Aber dann habe ich auch noch etwas anderes behauptet. Ich habe gesagt, dass ich es für ausgesprochen wahrscheinlich halte, dass – trotz der Panikmache, trotz der Vernichtung riesiger Mengen an Lebensmitteln, trotz der Bilder der mutmaßlich giftigen Gurken neben tausendfachen Vergrößerungen der gefährlichen Keime – die spanischen Gurken damit gar nichts zu tun haben. Ich war mir da irgendwie sicher. Denn zu diesem Zeitpunkt handelte es sich ja um einen bloßen Verdacht, der von SpiegelOnline, dem hypernervösen Zappelphillip der deutschen Medienlandschaft, mediendramaturgisch ausgeschlachtet wurde.
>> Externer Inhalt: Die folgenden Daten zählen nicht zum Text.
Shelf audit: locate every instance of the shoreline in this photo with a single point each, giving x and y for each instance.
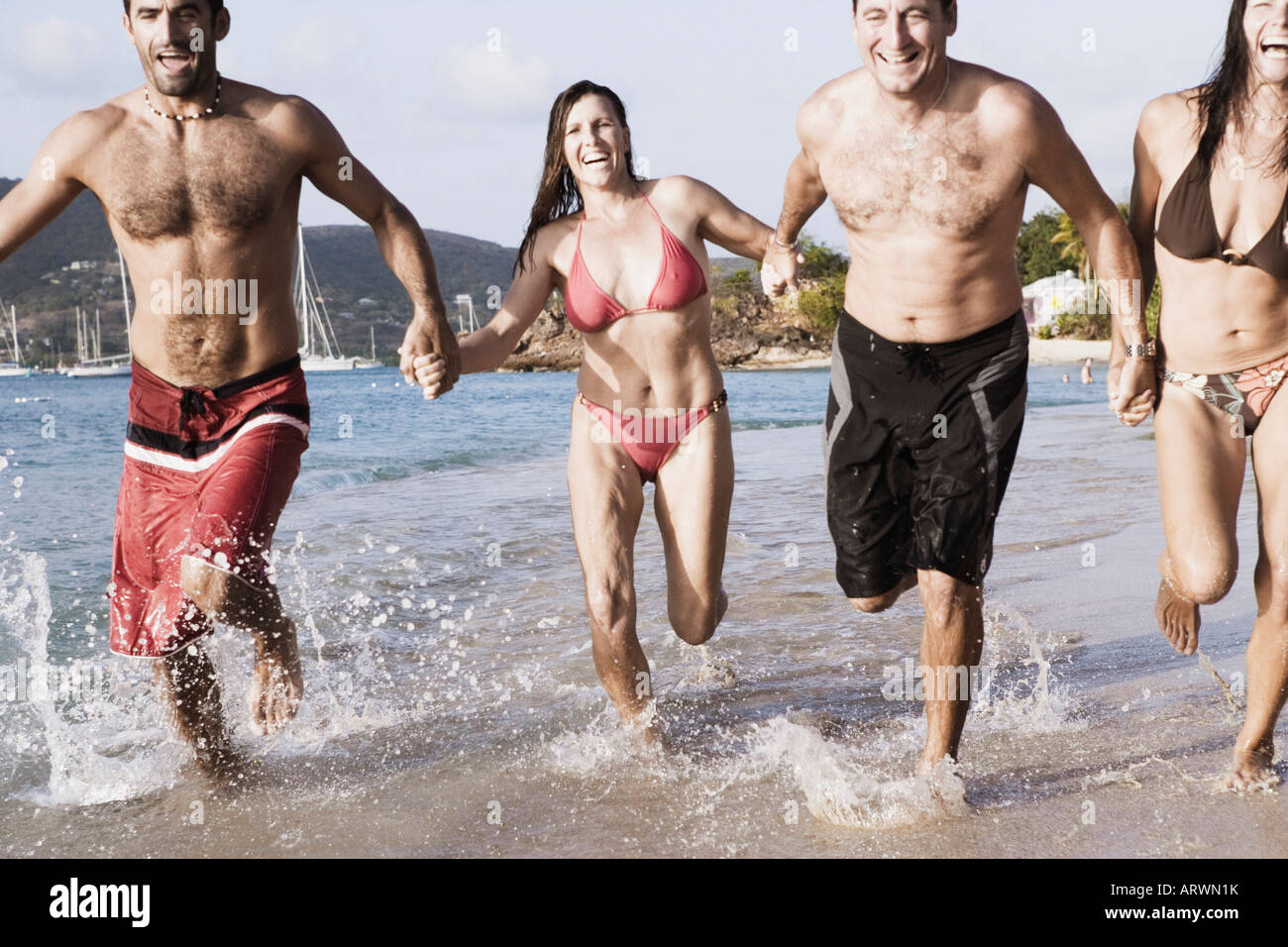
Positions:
(1041, 352)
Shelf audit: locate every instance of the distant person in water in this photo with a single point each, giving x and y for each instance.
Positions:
(201, 175)
(627, 256)
(1209, 214)
(928, 161)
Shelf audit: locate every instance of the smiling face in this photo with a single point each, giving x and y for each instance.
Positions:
(175, 40)
(1265, 26)
(595, 142)
(905, 42)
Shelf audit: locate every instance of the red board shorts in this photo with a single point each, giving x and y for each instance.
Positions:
(207, 474)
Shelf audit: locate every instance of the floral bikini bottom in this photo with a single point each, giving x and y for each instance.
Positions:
(1243, 394)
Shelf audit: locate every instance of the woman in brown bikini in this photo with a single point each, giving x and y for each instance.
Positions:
(1210, 214)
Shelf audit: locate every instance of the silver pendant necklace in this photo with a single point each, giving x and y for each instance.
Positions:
(219, 88)
(911, 140)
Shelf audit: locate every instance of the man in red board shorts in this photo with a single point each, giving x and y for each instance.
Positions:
(200, 179)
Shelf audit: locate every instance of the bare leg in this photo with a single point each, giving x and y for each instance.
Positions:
(189, 686)
(606, 502)
(951, 647)
(278, 684)
(1267, 648)
(1201, 472)
(695, 492)
(881, 603)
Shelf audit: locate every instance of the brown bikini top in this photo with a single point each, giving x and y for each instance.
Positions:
(1188, 227)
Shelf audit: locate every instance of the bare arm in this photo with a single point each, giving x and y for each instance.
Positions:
(52, 183)
(1055, 163)
(487, 348)
(1145, 189)
(803, 195)
(402, 243)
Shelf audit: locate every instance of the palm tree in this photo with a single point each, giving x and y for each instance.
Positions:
(1073, 248)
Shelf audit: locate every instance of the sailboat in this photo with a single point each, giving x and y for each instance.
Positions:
(369, 363)
(101, 367)
(14, 368)
(318, 350)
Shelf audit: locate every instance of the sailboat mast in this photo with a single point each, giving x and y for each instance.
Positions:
(304, 295)
(125, 296)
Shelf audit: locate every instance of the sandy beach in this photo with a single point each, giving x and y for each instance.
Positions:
(1041, 352)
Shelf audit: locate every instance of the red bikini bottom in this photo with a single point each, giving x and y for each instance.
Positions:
(651, 436)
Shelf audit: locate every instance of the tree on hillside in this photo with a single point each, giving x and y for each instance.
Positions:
(1073, 248)
(1035, 257)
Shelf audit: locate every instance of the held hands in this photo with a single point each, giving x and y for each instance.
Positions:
(430, 375)
(778, 270)
(430, 341)
(1131, 389)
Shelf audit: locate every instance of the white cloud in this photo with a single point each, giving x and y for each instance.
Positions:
(56, 52)
(494, 84)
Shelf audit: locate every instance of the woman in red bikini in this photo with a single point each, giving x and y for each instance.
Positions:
(1210, 215)
(627, 256)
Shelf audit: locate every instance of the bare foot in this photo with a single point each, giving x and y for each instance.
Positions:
(1252, 768)
(277, 684)
(1177, 618)
(647, 727)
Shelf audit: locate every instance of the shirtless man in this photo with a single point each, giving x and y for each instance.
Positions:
(928, 162)
(200, 179)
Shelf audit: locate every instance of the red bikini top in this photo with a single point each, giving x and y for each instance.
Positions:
(679, 282)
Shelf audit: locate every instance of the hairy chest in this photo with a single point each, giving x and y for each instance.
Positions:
(226, 180)
(948, 182)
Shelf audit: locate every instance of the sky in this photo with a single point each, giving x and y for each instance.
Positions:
(447, 102)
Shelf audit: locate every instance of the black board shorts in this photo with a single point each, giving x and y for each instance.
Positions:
(919, 442)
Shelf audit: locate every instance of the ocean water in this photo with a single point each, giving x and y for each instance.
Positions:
(451, 701)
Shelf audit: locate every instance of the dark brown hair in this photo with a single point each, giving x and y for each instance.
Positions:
(854, 5)
(215, 7)
(558, 193)
(1225, 94)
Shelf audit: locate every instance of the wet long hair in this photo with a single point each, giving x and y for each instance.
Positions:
(1227, 93)
(558, 193)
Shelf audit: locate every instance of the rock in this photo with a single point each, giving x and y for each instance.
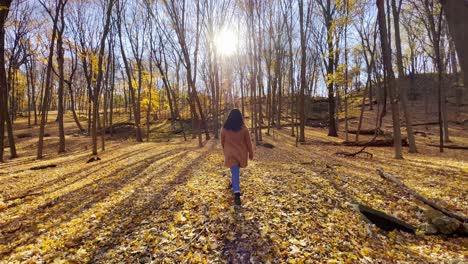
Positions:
(431, 214)
(93, 159)
(464, 228)
(24, 135)
(446, 225)
(428, 229)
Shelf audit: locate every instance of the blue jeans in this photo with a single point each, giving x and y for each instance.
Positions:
(235, 171)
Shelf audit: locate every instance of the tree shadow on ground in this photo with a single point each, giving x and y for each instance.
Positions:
(24, 230)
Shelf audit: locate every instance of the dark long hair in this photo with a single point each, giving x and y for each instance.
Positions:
(235, 121)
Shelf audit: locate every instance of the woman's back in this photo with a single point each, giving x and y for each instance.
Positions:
(236, 147)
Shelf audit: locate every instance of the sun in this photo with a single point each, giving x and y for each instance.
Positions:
(225, 42)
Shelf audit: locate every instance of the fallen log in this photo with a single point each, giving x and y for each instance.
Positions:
(119, 125)
(93, 159)
(449, 146)
(423, 124)
(43, 167)
(422, 134)
(432, 204)
(376, 143)
(22, 196)
(366, 131)
(383, 220)
(24, 135)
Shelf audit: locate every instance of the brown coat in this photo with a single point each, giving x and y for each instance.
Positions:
(237, 147)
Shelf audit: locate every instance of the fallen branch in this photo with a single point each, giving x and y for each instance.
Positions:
(24, 135)
(422, 134)
(349, 154)
(449, 146)
(432, 204)
(423, 124)
(367, 131)
(43, 167)
(119, 125)
(375, 143)
(22, 196)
Ich sollte Recht behalten. Die arme Gurke war unschuldig und bis heute ist wohl nicht endgültig geklärt, wer für den durch Panikmache entstandenen Schaden haften soll. Ab diesem Zeitpunkt sagten die Studenten immer, wenn ich zu weit vom Thema abkam: „Er schlägt schon wieder die Gurke.“ „Geschlagene Gurke“ ist ein Gericht der chinesischen Küche.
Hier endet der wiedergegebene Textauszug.